4. POINT-TO-POINT IRRS: A point-to-point IRR is a calculation of performance over part of an investment's life. All cash flows are based on realized or appraised values rather than expected cash flow over the investment's projected life. Although any IRR is calculated from one point in time to another, a point-to-point IRR would typically not be used to refer to a lifetime IRR.
For IRRs computed over a time interval that begins after the investment's inception, the cash flow in time period 0, CF0, would be either the first cash flow paid by an investor to acquire the investment or some valuation after the investment's inception, such as an appraisal. For IRRs computed over a time interval that ends prior to the investment's termination, the cash flow in time period T, CFT, would be a valuation such as an appraisal or the sales proceeds at a date prior to the investment's termination.

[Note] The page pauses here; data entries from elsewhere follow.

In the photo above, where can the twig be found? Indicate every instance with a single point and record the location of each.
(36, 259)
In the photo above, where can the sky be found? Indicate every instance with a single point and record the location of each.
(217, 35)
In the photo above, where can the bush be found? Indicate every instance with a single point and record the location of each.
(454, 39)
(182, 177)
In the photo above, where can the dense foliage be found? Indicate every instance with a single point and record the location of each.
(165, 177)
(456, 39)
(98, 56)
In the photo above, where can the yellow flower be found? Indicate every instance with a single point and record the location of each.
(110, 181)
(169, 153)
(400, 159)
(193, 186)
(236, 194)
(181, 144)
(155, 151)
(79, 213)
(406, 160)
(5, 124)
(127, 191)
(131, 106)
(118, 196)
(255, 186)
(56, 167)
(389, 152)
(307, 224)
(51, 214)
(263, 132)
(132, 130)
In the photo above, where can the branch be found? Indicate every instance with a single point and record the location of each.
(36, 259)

Three applications follow to illustrate lifetime, since-inception, and point-to-point IRRs.
APPLICATION 3.3.3A
Investment A is expected to cost $100 and to be followed by cash inflows of $10 after one year and then $120 after the second year, when the project terminates. The IRR is based on anticipated cash flows and is an anticipated lifetime IRR. The IRR of the investment is 14.7 %.
APPLICATION 3.3.3B
Fund B expended $200 million to purchase investments and distributed $30 million after one year. At the end of the second year, it is being appraised at $180 million. The IRR is a since-inception IRR and is 2.7 %.
APPLICATION 3.3.3C
Investment C had been in existence three years when it was purchased by BK Fund for $500. In the three years following the purchase, the investment distributed cash flows to the investor of $110, $120, and $130. Now in the fourth year, the investment has been appraised as being worth $400. The IRR is based on realized cash flows and an appraised value. The IRR may be described as a point-to-point IRR and is 15.0 %.